Прошлым летом наведывался из степи посол, требовал новой переписи. И то верно — людей прибыло за последние годы, а по давней кабальной обязанности полагалось увеличить дань. Но князь сумел, казалось, отбояриться от послов, поив их вусмерть трое суток и щедро одаривая.
„Дани не увеличить.

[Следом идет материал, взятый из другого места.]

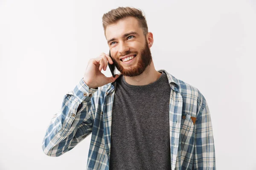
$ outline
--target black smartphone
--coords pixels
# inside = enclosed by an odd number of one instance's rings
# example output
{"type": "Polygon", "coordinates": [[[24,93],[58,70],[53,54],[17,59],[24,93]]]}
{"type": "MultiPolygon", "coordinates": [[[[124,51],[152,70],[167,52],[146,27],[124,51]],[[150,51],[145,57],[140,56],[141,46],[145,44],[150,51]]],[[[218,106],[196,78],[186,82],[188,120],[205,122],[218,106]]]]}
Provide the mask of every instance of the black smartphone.
{"type": "MultiPolygon", "coordinates": [[[[109,57],[110,57],[110,58],[111,58],[111,59],[112,59],[112,58],[111,57],[111,54],[110,54],[110,50],[109,51],[109,57]]],[[[112,60],[113,61],[113,60],[112,60]]],[[[115,66],[115,64],[113,63],[113,64],[110,64],[109,63],[109,62],[108,62],[108,67],[109,67],[109,69],[110,70],[110,71],[111,71],[111,73],[112,74],[112,76],[113,76],[113,77],[115,77],[116,76],[116,75],[115,74],[115,73],[114,73],[114,71],[116,69],[116,66],[115,66]]]]}

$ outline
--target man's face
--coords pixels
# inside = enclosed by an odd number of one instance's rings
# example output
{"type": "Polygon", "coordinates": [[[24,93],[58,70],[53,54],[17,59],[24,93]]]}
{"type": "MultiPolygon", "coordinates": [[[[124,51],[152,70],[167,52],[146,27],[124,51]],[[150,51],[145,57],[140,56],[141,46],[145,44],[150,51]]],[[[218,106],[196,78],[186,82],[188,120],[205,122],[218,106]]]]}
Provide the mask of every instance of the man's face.
{"type": "Polygon", "coordinates": [[[138,76],[151,63],[146,37],[135,18],[128,17],[108,26],[106,38],[113,62],[124,76],[138,76]],[[127,57],[134,58],[123,61],[127,57]]]}

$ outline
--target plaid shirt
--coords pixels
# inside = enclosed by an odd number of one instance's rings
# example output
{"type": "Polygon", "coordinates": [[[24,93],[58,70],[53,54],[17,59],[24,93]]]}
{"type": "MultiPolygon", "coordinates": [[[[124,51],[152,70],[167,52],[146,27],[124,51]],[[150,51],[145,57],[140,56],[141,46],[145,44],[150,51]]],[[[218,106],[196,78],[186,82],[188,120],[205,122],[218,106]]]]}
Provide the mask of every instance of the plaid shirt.
{"type": "MultiPolygon", "coordinates": [[[[209,108],[199,90],[164,70],[171,86],[169,101],[172,170],[215,170],[215,151],[209,108]]],[[[87,170],[108,170],[111,115],[116,83],[89,89],[81,79],[64,96],[52,119],[42,147],[58,156],[91,133],[87,170]]]]}

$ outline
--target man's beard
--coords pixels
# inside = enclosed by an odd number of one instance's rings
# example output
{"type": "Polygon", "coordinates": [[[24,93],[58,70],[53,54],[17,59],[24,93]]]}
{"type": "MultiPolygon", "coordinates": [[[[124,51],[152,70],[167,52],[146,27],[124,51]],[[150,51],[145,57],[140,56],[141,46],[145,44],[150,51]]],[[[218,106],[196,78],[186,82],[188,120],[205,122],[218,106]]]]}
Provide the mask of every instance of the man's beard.
{"type": "MultiPolygon", "coordinates": [[[[144,48],[143,48],[139,54],[137,54],[136,58],[137,59],[137,63],[134,63],[131,65],[131,68],[124,68],[124,67],[120,64],[120,62],[122,62],[120,61],[117,62],[116,59],[113,60],[113,62],[115,64],[116,68],[124,76],[132,77],[140,75],[145,70],[151,63],[152,61],[152,56],[150,52],[150,50],[148,47],[148,45],[147,44],[147,41],[145,42],[144,48]],[[133,65],[136,65],[136,66],[133,65]]],[[[125,55],[130,54],[134,54],[131,51],[126,51],[125,55]]],[[[124,64],[125,65],[125,64],[124,64]]],[[[129,66],[128,66],[128,67],[129,66]]]]}

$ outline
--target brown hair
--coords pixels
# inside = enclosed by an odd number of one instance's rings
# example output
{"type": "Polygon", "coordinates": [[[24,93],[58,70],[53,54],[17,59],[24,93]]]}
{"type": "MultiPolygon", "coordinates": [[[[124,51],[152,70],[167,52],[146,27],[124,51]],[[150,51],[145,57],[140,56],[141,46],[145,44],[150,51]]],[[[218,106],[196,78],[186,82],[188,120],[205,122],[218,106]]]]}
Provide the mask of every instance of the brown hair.
{"type": "Polygon", "coordinates": [[[142,11],[140,9],[128,7],[119,7],[104,14],[102,17],[102,25],[105,36],[106,36],[106,28],[108,26],[128,17],[133,17],[137,19],[139,25],[142,28],[143,34],[145,36],[148,31],[148,25],[146,18],[143,16],[142,11]]]}

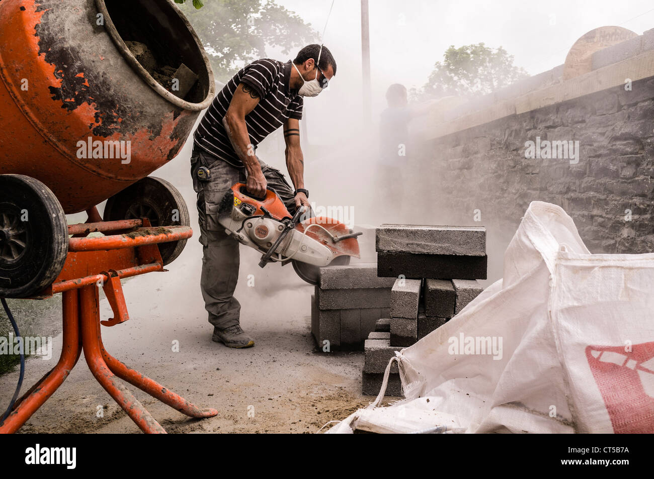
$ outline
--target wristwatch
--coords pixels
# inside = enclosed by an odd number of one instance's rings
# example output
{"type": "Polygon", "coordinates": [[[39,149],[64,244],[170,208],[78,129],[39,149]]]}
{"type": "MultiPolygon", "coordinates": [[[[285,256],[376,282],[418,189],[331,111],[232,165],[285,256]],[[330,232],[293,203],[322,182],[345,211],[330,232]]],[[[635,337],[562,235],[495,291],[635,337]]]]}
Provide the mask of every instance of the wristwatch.
{"type": "Polygon", "coordinates": [[[298,188],[294,191],[293,191],[293,196],[297,196],[298,193],[303,193],[307,197],[307,199],[309,199],[309,190],[305,190],[304,188],[298,188]]]}

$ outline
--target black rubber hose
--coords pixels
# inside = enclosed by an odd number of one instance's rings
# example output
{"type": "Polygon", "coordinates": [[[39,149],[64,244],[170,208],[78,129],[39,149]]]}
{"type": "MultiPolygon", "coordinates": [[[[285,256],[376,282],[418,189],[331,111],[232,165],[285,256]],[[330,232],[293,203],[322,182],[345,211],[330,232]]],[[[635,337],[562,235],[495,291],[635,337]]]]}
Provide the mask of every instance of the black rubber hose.
{"type": "MultiPolygon", "coordinates": [[[[18,331],[18,325],[16,323],[16,321],[14,320],[14,316],[11,314],[11,310],[9,309],[9,306],[7,304],[7,301],[5,298],[0,298],[0,301],[2,302],[3,307],[5,308],[5,312],[7,313],[7,317],[9,318],[9,321],[11,322],[11,325],[14,327],[14,332],[16,333],[16,337],[20,337],[20,333],[18,331]]],[[[9,407],[7,408],[7,411],[2,417],[2,420],[0,420],[0,423],[5,421],[9,414],[11,413],[11,410],[14,407],[14,405],[16,403],[16,400],[18,398],[18,394],[20,393],[20,388],[23,386],[23,378],[25,376],[25,350],[24,348],[21,348],[20,349],[20,376],[18,378],[18,384],[16,386],[16,391],[14,393],[14,397],[11,399],[11,403],[9,403],[9,407]]]]}

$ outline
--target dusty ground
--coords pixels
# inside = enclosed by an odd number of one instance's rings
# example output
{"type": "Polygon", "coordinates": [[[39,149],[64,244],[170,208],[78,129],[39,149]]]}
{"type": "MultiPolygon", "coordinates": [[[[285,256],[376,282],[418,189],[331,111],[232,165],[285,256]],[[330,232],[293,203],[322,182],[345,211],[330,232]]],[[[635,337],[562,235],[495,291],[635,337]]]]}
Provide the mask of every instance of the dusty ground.
{"type": "MultiPolygon", "coordinates": [[[[217,417],[186,418],[129,386],[154,418],[171,433],[315,433],[329,421],[343,419],[374,398],[362,396],[362,353],[323,353],[311,335],[313,287],[299,279],[290,265],[258,267],[259,255],[241,246],[236,297],[241,325],[256,340],[247,350],[228,349],[211,341],[199,291],[201,246],[190,179],[184,176],[190,145],[157,176],[172,181],[186,199],[196,233],[182,255],[165,273],[150,273],[124,282],[131,320],[102,327],[107,350],[131,367],[183,395],[197,406],[213,407],[217,417]],[[173,162],[175,163],[175,162],[173,162]],[[187,181],[187,180],[188,180],[187,181]],[[254,285],[248,286],[248,276],[254,285]],[[179,352],[173,352],[173,341],[179,352]],[[249,406],[250,407],[249,409],[249,406]],[[254,417],[248,412],[254,412],[254,417]]],[[[76,221],[83,218],[76,218],[76,221]]],[[[111,317],[104,299],[102,319],[111,317]]],[[[22,309],[22,308],[21,308],[22,309]]],[[[39,314],[39,313],[36,313],[39,314]]],[[[21,321],[35,322],[24,311],[21,321]]],[[[60,320],[42,325],[58,331],[60,320]]],[[[39,328],[36,327],[38,330],[39,328]]],[[[43,333],[42,333],[43,334],[43,333]]],[[[23,391],[56,363],[61,336],[54,337],[50,361],[28,358],[23,391]]],[[[18,369],[0,377],[0,407],[13,394],[18,369]]],[[[135,433],[139,430],[95,380],[83,355],[60,389],[22,428],[24,433],[135,433]],[[99,406],[104,417],[96,417],[99,406]]]]}
{"type": "MultiPolygon", "coordinates": [[[[102,328],[105,344],[113,355],[198,406],[220,411],[216,418],[189,419],[130,386],[169,432],[315,433],[373,399],[360,394],[362,354],[316,350],[309,316],[312,288],[297,278],[290,265],[255,269],[256,253],[242,251],[245,264],[237,297],[242,303],[241,324],[256,344],[237,350],[213,342],[198,288],[200,254],[201,247],[194,239],[169,273],[125,282],[131,320],[102,328]],[[249,274],[255,274],[254,288],[247,286],[249,274]],[[179,341],[179,352],[172,350],[175,340],[179,341]],[[249,410],[254,417],[249,416],[249,410]]],[[[103,319],[111,317],[106,300],[101,310],[103,319]]],[[[54,341],[52,359],[28,359],[24,390],[55,364],[61,337],[54,341]]],[[[0,378],[3,408],[16,378],[16,372],[0,378]]],[[[21,429],[138,431],[95,382],[83,356],[61,388],[21,429]],[[96,418],[99,405],[105,407],[101,418],[96,418]]]]}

Не то время, — думал князь, ежась от ветра. — Хочет, ирод, людей побить до размера осени“.
Орда налетела вдруг. Пропустили ее, не заметив, из степи княжьи сторожа. Орда была бедновата и невелика, две-три тьмы, но мобильна и зла, пущенная, видимо, на откорм в княжьи земли. Налетела, когда вязко коннице в октябрьской грязи, холодны и полны тяжелой водой реки. В такое время не выходит орда из степи, а тут вышла. Но и князь не готов. Если и ждал степь, то по морозу, когда остановятся скованные льдом реки, а снега не успеет намести, — лучшее время для набега.
Князь был уж не юн, минуло тридцать, но, услышав от гонца, что горит и разоряется его земля, растерялся. Все-таки с единоверцами рядиться (а то и бить, грабить при случае) — это одно, а орда — совсем другое. Главное — непонятно, что им надо.
— Крови им надо, полона и кун наших, — произнес вчера на совете воевода Игнатьев. — А так не уйдут. Не откупишься, князь.
Князь чуть не покраснел — как это воевода догадался? Он и правда подумывал о посольстве и дарах.